I giornali internazionali questa mattina hanno voluto ricordare il capolavoro politico compiuto da Presidente della Repubblica nel 2011 quando l’Italia governata da Silvio Berlusconi rischiò di fallire con lo spread BTP-Bund andato alle stelle. La nomina nell’estate dell’economista Mario Monti e il successivo incarico a novembre – successivo alle dimissioni di Berlusconi – rappresentano uno dei tanti successi di Giorgio Napolitano. Sono in molti a pensare che allora Napolitano salvò l’Italia dal default.

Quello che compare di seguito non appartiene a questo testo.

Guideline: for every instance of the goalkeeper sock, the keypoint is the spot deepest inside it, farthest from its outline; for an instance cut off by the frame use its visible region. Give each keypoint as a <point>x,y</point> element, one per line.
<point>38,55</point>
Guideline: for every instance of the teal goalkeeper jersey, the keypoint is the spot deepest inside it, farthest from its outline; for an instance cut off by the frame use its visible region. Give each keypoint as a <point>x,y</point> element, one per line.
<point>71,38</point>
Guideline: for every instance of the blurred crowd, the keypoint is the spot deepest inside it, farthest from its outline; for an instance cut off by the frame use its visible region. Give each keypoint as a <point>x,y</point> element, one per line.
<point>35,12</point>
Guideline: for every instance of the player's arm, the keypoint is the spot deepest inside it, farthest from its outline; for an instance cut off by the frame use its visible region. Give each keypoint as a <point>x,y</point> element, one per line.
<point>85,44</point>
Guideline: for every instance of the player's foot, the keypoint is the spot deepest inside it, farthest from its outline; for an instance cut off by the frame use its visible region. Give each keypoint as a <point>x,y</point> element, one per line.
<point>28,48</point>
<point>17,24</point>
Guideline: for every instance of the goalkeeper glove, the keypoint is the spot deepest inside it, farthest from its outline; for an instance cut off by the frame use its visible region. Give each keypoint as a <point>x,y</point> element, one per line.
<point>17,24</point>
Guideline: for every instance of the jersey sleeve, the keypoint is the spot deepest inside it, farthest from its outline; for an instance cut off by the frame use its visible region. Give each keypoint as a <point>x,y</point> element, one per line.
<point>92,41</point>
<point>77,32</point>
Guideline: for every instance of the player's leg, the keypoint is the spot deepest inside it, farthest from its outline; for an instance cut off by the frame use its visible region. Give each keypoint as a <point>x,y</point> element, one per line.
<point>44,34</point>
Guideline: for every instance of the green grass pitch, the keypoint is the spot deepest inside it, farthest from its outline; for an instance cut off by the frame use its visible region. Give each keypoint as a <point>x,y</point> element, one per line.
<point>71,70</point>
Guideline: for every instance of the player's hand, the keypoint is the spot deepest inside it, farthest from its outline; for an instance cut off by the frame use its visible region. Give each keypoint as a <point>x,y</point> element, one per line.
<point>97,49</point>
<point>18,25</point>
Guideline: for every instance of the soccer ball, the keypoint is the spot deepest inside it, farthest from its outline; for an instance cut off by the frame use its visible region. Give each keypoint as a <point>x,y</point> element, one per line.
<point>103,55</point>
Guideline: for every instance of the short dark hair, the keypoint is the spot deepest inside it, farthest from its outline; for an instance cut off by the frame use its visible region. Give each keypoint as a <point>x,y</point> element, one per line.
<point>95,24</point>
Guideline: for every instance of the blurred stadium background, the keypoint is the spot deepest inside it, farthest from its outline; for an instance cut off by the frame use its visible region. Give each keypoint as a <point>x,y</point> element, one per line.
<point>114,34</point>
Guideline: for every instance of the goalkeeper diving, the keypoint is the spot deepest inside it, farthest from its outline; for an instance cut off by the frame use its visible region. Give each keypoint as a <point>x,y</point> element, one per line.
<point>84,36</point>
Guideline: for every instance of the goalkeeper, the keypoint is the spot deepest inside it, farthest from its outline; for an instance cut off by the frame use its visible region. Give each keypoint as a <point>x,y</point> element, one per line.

E’ giusto ricordare che Napolitano, nel trentennale dell’uccisione di Aldo Moro, volle istituire la Giornata delle vittime del terrorismo. Si era esagerato nel parlare dei terroristi, era ora di dare spazio alle voci delle vittime. L’abbraccio tra Gemma Capra – vedova del commissario Calabresi – e Lucia Rognini – vedova di Pinelli, l’anarchico morto in Questura dopo la bomba di Piazza Fontana – fu commovente e significativo di un Paese che deve riappacificarsi dopo i tremendi anni di piombo e dell’eversione nera.
Chiudo con le parole di Antonio Funiciello, già capo di Gabinetto dei governi guidati da Paolo Gentiloni e Mario Draghi: “Difficile spiegare cosa sia stato per tanti di noi Giorgio Napolitano. Difficile spiegarlo oggi che quel noi non esiste più. Un dolore la sua morte”.
Un forte abbraccio a Clio Napolitano, donna simpaticissima.
La terra ti sia lieve, caro Napolitano.